Membela Negara Berbekal Budaya
Membela negara tak selalu identik dengan berseragam loreng, mengangkat senjata dan bertempur. Berbahasa Indonesia yang baik dan benar merupakan salah satu bentuk dari bela negara. Selain itu berperilaku santun dan berbudaya juga dapat dikategorikan sebagai sikap yang menjunjung tinggi nilai-nilai patriotisme. Hal itu diungkapkan oleh anggota DPR Dedi Gumilar alias Miing saat memberikan pembekalan pada Kongres Himpunan Sekolah Asrama Indonesia di SMAT Krida Nusantara beberapa waktu lalu (PR, “08/05/2017”). Menurutnya, budaya tidak selalu berarti kesenian, namun juga cara berpikir seseorang dalam memandang sebuah persoalan.
Apa yang disampaikan oleh mantan komedian tersebut memang bukan tanpa alasan. Degradasi moral di kalangan remaja merupakan persoalan utama yang saat ini dihadapi oleh bangsa yang telah lebih dai 71 tahun merayakan kemerdekaannya tersebut. Berdasarkan laporan dari Badan Kependudukan dan Keluarga Berencana Nasional (BKKBN), berbagai persoalan seperti seks bebas, alkohol dan Narkoba kerap kali mengintai para remaja yang sedang dalam proses tumbuh kembang itu. Selain itu ujaran kebencian (di media sosial) pun nampaknya semakin sulit dijauhkan dari remaja yang juga dikenal sebagai generasi digital (digital native) ini. Berbagai permasalahan tersebut muncul seiring dengan masa transisi yang dialaminya.

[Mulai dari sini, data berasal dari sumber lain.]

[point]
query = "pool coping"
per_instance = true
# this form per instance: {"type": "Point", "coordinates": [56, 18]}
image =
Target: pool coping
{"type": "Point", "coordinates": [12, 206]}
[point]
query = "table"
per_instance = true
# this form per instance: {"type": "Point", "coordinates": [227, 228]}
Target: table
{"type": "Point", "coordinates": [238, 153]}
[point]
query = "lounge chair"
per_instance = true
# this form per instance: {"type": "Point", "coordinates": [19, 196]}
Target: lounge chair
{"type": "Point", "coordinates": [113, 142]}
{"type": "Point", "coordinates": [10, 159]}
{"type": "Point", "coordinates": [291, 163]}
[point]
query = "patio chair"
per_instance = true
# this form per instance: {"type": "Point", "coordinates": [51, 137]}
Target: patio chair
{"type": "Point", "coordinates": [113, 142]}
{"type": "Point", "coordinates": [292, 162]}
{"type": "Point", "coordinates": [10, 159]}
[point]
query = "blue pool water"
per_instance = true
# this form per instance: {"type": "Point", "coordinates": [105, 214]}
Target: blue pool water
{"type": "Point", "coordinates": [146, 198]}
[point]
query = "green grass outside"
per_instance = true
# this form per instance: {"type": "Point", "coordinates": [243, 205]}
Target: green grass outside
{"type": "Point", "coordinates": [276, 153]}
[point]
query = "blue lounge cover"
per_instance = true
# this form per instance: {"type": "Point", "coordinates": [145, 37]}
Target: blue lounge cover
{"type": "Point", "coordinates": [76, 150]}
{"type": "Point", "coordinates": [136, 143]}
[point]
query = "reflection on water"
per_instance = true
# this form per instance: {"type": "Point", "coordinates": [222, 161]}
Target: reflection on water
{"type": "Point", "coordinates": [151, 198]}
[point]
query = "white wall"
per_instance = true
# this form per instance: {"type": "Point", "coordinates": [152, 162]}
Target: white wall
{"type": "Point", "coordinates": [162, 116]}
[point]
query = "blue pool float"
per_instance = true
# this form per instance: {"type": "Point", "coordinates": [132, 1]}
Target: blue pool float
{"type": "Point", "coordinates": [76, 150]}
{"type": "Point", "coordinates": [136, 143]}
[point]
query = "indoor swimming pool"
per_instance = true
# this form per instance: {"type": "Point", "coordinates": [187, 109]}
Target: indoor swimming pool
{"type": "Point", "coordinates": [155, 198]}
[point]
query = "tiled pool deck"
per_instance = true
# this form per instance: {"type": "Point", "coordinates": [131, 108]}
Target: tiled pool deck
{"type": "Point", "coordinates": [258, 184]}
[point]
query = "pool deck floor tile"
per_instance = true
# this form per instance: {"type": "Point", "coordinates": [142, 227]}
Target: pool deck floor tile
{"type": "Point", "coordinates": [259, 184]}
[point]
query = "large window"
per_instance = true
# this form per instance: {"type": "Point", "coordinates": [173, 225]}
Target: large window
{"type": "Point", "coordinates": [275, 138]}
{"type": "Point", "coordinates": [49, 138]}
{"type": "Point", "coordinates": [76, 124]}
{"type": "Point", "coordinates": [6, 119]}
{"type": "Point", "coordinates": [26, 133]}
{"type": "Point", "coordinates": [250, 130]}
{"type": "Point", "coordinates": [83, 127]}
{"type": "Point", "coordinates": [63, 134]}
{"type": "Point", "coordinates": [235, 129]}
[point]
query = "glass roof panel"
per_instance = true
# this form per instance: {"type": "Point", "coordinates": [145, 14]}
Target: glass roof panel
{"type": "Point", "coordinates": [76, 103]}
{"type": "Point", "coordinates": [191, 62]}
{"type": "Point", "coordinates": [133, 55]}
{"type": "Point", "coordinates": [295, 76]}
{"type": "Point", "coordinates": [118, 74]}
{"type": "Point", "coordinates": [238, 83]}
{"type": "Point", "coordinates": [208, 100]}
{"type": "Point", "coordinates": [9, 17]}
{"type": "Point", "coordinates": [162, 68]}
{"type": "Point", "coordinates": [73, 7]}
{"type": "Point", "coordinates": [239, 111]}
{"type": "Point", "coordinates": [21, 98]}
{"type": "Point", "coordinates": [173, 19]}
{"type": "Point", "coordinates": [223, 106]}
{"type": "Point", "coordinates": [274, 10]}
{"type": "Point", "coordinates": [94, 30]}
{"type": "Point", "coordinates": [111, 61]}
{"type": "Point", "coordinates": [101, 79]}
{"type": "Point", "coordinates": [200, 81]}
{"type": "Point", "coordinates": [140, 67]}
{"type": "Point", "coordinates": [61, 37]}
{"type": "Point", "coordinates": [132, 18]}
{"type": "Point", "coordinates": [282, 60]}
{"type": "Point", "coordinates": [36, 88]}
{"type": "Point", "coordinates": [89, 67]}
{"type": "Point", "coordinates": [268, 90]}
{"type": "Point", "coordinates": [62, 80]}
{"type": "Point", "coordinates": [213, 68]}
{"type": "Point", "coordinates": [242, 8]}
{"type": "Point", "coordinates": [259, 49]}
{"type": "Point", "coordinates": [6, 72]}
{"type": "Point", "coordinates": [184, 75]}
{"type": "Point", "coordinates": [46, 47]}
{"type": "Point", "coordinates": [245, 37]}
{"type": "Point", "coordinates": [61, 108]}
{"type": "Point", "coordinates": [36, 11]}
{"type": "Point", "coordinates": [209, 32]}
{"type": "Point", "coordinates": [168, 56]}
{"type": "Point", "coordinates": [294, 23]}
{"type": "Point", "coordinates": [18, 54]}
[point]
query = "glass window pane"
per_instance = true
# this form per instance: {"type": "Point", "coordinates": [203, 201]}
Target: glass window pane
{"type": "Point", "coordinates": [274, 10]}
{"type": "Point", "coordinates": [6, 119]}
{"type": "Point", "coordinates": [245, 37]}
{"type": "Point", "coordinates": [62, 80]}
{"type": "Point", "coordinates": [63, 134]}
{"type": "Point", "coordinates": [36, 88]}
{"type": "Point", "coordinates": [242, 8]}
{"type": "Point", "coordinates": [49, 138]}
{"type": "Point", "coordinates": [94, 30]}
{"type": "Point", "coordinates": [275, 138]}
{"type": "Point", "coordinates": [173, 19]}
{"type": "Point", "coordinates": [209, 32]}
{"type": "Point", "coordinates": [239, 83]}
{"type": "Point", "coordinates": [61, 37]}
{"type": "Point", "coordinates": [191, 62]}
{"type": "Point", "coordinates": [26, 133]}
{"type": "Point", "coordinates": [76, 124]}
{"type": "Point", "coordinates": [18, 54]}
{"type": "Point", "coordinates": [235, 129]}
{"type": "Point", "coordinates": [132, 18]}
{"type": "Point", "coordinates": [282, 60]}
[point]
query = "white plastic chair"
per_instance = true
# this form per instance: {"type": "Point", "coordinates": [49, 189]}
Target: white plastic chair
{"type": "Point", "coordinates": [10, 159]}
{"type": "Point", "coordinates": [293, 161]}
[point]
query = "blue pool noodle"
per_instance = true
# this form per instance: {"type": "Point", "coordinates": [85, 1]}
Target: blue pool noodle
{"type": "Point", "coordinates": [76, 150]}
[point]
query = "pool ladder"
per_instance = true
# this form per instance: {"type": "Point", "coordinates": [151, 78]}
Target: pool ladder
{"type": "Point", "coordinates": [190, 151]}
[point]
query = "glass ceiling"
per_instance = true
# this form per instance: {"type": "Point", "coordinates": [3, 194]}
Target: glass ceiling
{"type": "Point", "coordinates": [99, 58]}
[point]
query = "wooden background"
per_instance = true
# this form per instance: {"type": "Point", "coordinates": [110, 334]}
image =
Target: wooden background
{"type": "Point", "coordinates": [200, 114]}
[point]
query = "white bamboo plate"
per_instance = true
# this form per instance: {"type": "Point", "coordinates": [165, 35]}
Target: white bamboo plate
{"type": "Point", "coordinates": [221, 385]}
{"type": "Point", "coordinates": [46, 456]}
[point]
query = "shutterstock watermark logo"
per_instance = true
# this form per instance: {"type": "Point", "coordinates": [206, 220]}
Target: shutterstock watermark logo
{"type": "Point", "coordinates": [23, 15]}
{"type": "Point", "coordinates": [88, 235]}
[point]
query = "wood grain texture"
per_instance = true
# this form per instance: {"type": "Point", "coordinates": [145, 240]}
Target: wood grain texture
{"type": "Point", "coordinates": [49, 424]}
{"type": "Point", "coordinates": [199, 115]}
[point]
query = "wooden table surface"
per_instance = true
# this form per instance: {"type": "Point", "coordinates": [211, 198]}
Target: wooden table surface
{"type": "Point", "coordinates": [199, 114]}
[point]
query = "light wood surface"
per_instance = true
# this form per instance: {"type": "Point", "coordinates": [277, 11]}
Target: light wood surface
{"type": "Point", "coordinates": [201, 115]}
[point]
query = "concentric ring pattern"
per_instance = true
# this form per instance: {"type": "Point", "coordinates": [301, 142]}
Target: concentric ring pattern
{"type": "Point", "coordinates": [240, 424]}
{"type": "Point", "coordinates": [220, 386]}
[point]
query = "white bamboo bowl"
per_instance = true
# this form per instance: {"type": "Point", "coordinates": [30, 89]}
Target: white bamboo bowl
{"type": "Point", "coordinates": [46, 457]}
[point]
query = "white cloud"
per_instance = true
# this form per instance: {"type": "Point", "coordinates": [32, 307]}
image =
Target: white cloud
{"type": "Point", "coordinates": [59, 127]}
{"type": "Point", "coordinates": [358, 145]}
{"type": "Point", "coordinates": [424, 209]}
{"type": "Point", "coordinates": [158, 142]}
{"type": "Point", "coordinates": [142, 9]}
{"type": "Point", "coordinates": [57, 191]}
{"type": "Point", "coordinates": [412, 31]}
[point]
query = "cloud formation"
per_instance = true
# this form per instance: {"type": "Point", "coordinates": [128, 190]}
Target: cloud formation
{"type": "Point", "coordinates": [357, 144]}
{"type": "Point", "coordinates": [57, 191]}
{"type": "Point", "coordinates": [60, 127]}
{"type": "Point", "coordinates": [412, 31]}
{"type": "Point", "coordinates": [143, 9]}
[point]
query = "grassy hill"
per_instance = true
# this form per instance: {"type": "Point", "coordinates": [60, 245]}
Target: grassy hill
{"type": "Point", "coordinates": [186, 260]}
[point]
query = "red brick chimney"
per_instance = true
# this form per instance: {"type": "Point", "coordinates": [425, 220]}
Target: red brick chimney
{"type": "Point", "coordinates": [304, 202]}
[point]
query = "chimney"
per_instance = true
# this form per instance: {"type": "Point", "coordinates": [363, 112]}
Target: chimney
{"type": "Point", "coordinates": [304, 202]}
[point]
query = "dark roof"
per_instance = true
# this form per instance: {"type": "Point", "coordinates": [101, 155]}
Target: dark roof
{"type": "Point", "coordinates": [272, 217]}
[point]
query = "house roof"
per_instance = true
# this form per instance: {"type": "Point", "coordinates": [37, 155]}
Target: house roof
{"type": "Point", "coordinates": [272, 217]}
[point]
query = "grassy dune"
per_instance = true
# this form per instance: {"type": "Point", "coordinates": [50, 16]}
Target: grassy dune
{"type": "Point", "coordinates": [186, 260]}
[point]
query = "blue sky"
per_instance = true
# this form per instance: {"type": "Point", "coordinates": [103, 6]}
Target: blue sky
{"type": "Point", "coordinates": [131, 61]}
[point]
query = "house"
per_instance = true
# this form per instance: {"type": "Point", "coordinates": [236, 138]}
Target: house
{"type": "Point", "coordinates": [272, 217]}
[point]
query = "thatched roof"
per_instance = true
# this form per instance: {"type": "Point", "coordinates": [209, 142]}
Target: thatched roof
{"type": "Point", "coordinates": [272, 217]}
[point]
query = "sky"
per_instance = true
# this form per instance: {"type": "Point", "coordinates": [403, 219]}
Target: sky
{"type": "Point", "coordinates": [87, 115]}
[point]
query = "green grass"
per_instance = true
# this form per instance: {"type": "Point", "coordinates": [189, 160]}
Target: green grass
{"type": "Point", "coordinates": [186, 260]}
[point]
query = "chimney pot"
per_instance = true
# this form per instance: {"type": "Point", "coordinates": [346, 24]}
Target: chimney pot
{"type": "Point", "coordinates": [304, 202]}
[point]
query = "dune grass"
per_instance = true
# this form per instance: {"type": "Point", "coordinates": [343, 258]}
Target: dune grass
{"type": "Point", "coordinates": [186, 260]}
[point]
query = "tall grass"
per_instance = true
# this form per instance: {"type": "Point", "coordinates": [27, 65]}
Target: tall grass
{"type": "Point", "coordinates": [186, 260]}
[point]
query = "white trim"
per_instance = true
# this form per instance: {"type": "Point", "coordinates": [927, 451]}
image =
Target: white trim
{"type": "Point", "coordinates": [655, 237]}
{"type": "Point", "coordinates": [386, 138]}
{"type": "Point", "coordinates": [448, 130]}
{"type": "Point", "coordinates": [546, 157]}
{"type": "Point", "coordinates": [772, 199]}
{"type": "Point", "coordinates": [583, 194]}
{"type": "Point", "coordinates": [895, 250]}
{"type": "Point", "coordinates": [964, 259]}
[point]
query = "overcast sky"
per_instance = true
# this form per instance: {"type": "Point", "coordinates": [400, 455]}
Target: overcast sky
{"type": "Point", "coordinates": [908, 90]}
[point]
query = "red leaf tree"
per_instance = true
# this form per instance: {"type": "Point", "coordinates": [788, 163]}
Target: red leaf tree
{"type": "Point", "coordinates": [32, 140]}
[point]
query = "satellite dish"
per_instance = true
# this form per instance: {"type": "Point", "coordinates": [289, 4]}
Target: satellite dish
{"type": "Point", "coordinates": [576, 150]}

Beragam upaya sebenarnya telah dilakukan oleh pemerintah melalui pihak sekolah untuk mendorong remaja agar berperilaku positif. Sejak tahun 2015 lalu Kementerian Pendidikan dan Kebudayaan (Kemendikbud) meluncurkan sebuah program yang diberi nama Program Penumbuhan Budi Pekerti (PPBP). Program yang berorientasi pada pembentukan karakter siswa tersebut diharapkan mampu mengatasi permasalahan degradasi moral serta lunturnya rasa cinta tanah air (nasionalisme) yang saat ini tengah menjangkiti generasi muda kita. Dalam hal ini sekolah berperan sebagai ujung tombak dalam upaya menghidupkan kembali semangat kebhinekaan serta menanamkan pendidikan karakter kepada peserta didiknya.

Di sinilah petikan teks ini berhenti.